Wallace is currently at work on a documentary on the work of English antiquary John Leland. While visiting his PennSound author page, you'll also want to listen to his Studio 111 Session from 2004, where he reads a number of excerpts from Geoffrey Chaucer's The Canterbury Tales in the original Middle English, and discusses the importance of our comprehending the original diction in a Close Listening conversation with Charles Bernstein.


New Author Pages for Newly Segmented Segue Readings

Posted 3/27/2008 (link)


In the past few days, we've added a number of newly segmented Segue Series readings from the Bowery Poetry Club, generating new author pages for the poets in the process. You'll find new author pages for Sharon Mesmer, Tonya Foster, John Wilkinson and Kamau Edward Brathwaite (shown at left), showcasing readings from 2002 and 2004.

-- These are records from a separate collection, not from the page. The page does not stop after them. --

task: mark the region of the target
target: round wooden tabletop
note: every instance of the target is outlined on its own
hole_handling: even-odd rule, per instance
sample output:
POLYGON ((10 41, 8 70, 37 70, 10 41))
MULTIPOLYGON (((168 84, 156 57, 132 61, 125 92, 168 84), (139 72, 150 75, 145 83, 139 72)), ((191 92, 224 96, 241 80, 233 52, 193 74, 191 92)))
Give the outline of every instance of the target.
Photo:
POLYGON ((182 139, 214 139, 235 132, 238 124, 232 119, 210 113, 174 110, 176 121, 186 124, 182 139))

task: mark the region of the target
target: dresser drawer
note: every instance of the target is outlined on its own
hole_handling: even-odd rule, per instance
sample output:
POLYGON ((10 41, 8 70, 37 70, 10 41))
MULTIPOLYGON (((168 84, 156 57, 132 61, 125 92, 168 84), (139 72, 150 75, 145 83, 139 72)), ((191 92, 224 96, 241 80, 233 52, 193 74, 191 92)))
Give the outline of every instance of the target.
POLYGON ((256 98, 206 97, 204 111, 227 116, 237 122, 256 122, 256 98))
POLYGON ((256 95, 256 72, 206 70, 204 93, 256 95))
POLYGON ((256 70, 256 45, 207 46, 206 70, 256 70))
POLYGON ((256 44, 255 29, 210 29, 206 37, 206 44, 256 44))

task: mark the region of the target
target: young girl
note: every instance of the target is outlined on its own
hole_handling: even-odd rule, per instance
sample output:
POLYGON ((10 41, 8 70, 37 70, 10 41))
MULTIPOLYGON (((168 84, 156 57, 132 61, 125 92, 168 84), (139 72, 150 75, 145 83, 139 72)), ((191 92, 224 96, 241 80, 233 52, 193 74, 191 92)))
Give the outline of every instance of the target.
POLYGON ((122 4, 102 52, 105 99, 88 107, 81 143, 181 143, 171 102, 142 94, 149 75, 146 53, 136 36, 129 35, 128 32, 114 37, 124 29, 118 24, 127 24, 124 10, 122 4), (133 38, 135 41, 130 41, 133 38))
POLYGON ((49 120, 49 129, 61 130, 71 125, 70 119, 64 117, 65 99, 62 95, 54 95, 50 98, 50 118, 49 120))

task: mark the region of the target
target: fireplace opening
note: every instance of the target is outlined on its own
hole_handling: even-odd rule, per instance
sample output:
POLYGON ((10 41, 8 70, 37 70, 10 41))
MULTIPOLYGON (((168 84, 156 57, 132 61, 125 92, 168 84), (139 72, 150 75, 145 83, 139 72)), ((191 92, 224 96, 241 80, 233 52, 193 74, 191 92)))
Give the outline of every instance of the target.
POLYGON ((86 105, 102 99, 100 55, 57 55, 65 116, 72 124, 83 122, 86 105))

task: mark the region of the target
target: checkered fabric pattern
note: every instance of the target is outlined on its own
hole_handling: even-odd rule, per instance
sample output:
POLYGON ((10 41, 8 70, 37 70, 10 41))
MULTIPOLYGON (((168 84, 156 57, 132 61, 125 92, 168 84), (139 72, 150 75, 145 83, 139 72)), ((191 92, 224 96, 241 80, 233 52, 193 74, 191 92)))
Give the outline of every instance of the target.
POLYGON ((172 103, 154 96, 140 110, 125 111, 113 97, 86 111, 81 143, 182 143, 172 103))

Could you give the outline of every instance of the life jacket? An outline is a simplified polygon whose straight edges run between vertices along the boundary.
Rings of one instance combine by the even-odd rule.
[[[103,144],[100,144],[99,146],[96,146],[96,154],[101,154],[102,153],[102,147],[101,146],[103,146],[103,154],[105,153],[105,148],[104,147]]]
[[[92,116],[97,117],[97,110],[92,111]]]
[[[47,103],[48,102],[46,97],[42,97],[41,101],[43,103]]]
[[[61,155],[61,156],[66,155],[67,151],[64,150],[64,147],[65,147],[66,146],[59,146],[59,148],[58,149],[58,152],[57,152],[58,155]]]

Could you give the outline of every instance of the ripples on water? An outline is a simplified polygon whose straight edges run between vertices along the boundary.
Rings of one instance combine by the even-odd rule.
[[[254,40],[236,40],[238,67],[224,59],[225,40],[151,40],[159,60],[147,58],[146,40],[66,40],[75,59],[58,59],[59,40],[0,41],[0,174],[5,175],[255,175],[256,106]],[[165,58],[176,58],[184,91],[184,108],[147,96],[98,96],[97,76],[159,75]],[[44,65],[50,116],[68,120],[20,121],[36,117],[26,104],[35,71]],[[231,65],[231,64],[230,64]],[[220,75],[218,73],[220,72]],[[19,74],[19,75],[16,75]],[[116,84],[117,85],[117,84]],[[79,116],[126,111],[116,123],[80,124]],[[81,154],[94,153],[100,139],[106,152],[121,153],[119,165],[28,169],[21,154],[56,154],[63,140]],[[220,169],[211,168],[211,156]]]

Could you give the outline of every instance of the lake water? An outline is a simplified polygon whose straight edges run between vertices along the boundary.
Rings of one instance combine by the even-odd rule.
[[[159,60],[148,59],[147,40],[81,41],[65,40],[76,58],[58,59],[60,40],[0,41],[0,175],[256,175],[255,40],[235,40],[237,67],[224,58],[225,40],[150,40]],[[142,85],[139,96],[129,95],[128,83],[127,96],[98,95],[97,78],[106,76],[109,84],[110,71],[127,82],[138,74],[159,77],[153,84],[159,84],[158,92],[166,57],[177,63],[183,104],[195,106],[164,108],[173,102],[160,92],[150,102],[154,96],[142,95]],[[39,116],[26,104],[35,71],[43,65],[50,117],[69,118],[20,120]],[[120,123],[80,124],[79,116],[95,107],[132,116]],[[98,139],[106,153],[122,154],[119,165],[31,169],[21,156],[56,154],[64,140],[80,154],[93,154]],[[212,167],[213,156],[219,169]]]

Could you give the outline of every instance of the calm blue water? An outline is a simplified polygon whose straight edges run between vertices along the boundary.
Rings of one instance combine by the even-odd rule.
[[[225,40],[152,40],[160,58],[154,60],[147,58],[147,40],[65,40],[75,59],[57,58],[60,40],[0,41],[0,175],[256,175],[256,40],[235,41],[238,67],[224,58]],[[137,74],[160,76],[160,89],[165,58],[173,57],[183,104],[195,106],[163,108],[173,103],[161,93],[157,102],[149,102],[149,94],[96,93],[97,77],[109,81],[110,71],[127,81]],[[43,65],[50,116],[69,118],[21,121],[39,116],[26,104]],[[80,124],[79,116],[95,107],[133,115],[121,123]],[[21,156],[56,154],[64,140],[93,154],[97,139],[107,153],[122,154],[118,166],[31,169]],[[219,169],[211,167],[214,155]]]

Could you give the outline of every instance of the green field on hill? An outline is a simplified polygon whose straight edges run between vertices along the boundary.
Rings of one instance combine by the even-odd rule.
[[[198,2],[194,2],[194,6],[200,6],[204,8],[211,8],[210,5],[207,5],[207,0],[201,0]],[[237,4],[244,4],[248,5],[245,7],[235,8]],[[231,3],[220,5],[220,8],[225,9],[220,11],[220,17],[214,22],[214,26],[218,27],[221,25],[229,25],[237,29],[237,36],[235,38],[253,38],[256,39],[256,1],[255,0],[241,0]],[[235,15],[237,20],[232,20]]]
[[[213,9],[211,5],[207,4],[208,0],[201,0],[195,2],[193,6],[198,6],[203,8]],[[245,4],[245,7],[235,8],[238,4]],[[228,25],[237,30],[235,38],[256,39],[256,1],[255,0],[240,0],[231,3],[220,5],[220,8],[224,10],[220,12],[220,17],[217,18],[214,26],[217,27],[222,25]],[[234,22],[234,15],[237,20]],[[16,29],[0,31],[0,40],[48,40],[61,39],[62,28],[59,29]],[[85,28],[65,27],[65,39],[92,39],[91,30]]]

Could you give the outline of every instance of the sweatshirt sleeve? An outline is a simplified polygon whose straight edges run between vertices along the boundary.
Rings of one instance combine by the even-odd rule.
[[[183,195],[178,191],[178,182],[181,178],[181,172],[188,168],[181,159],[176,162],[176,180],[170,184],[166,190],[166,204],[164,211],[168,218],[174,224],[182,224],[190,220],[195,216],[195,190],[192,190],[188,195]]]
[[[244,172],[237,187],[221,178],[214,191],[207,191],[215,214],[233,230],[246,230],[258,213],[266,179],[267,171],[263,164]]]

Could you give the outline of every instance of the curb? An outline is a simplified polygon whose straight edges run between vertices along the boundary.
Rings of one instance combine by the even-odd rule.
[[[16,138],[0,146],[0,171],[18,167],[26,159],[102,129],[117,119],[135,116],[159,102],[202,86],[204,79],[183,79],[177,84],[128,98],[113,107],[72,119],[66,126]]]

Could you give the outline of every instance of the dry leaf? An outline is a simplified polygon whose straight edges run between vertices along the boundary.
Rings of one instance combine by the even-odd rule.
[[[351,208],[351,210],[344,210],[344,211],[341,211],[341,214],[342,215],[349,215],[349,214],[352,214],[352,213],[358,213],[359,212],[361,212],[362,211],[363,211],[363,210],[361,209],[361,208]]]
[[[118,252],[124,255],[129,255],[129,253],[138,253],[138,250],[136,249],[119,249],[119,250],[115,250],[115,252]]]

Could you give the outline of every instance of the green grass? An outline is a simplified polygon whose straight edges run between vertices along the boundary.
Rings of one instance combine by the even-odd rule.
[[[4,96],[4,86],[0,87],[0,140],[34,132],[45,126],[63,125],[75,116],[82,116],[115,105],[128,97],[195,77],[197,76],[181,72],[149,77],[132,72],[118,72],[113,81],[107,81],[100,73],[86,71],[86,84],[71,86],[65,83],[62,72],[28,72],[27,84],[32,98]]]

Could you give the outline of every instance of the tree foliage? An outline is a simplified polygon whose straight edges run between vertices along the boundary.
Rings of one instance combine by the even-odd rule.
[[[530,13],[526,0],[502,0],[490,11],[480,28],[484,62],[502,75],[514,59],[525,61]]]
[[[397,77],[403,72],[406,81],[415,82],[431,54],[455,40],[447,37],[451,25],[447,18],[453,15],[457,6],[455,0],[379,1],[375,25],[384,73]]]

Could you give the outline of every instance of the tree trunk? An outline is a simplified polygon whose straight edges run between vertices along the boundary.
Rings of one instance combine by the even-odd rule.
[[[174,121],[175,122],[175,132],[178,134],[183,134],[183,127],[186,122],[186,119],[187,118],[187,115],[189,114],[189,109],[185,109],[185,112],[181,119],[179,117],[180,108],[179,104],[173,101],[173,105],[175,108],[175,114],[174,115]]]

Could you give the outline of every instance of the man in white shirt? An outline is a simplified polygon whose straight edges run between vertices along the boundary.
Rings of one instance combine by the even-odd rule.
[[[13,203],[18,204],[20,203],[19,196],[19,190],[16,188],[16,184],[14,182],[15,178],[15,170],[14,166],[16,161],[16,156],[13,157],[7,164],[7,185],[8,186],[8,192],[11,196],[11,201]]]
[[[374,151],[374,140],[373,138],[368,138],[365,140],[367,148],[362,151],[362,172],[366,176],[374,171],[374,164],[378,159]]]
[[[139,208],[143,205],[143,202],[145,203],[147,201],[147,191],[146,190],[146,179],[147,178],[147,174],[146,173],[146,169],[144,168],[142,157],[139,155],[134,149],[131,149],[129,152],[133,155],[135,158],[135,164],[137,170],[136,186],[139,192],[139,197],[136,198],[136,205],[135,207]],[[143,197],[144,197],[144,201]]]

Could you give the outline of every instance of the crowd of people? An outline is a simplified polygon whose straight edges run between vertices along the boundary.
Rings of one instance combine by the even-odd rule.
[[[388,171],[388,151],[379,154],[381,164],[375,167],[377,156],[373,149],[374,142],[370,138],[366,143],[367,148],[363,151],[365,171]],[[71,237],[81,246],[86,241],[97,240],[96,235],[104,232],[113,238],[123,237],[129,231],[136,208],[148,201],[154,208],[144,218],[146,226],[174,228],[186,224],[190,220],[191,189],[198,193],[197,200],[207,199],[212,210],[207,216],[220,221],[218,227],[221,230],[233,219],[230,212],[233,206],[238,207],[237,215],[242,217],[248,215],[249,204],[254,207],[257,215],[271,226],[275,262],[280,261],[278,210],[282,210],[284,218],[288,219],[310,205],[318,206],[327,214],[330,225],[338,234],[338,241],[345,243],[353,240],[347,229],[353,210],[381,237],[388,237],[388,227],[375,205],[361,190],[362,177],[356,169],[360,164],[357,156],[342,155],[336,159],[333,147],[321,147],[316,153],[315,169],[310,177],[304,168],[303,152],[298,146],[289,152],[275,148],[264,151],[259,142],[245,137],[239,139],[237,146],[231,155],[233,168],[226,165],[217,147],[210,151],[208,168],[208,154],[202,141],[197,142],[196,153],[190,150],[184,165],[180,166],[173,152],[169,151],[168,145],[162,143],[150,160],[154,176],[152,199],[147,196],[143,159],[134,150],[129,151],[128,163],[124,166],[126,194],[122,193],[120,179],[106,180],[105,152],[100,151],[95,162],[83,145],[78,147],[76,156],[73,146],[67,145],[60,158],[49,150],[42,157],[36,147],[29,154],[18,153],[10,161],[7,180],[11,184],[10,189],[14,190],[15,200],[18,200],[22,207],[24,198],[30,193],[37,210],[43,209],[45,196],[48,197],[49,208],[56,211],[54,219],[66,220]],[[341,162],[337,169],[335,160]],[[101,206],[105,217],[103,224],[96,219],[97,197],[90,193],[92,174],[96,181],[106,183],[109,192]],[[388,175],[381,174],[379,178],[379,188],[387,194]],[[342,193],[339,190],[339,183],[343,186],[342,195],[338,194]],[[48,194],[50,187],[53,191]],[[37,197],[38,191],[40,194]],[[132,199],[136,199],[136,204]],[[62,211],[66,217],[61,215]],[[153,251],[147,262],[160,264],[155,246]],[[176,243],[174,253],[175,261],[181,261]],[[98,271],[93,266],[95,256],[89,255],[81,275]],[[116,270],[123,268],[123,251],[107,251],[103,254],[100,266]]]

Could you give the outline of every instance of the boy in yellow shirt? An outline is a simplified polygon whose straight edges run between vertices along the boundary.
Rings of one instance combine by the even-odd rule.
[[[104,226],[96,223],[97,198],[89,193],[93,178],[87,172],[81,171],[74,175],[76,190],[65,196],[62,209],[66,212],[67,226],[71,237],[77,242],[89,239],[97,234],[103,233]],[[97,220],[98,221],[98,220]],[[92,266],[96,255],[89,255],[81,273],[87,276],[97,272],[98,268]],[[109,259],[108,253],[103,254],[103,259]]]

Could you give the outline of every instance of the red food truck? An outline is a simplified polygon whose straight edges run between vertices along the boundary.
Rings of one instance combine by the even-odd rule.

Consistently presenting some of the finest and most influential voices in contemporary poetry, the Segue Series — now in its thirtieth season — has called the Bowery Poetry Club its home for the past six years. In the near future, we'll be posting segmented versions of many more recent Segue recordings, including readings by Anselm Berrigan, Elaine Equi, Frank Sherlock and CAConrad.

While you're checking out these recent Segue Series readings, be sure to listen to the dozens of recordings available from the series' earlier incarnations at both the Ear Inn and Double Happiness.


Philip Whalen: New and Newly Segmented Recordings

Posted 3/31/2008 (link)


We've recently added a pair of recordings featuring the late Philip Whalen, whose Collected Poems, edited by Michael Rothenberg, has been drawing considerable critical accolades as of late.

Dating from August, 1971 in San Francisco, our recording of excerpts from Scenes of Life at the Capital comes from the personal reel-to-reel collection of Robert Creeley. Clocking in at just over forty-five minutes, it captures approximately half of Whalen's book-length poem, which was first published in a small-press version by Maya in 1970, before being picked up by Donald Allen's Grey Fox Press for an expanded edition in 1971. This new recording effectively fills in the gap between Whalen's hour-long 1987 reading in Albuquerque, New Mexico, and his performance at the 1963 Vancouver Poetry Festival at the University of British Columbia.

We're also proud to announce a newly-segmented version of that highly-influential reading, which includes almost thirty individual MP3s. Whalen reads for over an hour, balancing longer works, such as "Dream & Excursus, Arlington Massachusetts," "Plums, Metaphysics, an Investigation, a Visit, and a Short Funeral Ode," "Letter to Michael McClure" and "Life and Death and a Letter to My Mother Beyond Them Both," with short, observational pieces, such as "To the Moon" and "An Irregular Ode." There also appear to be, as best as we can tell, three works which do not appear in The Collected Poems of Philip Whalen, which we've provisionally titled "A Wednesday Morning," "This Boy at Princeton Studied Russian" and "The Self-Indulgence Poem." During the reading, Whalen mentions that he wants to read mostly new work, and this, combined with a comment when introducing "The Art of Literature," that he runs into trouble when lending his only copies of poems to friends, suggests that perhaps these works were either lost or discarded prior to publication.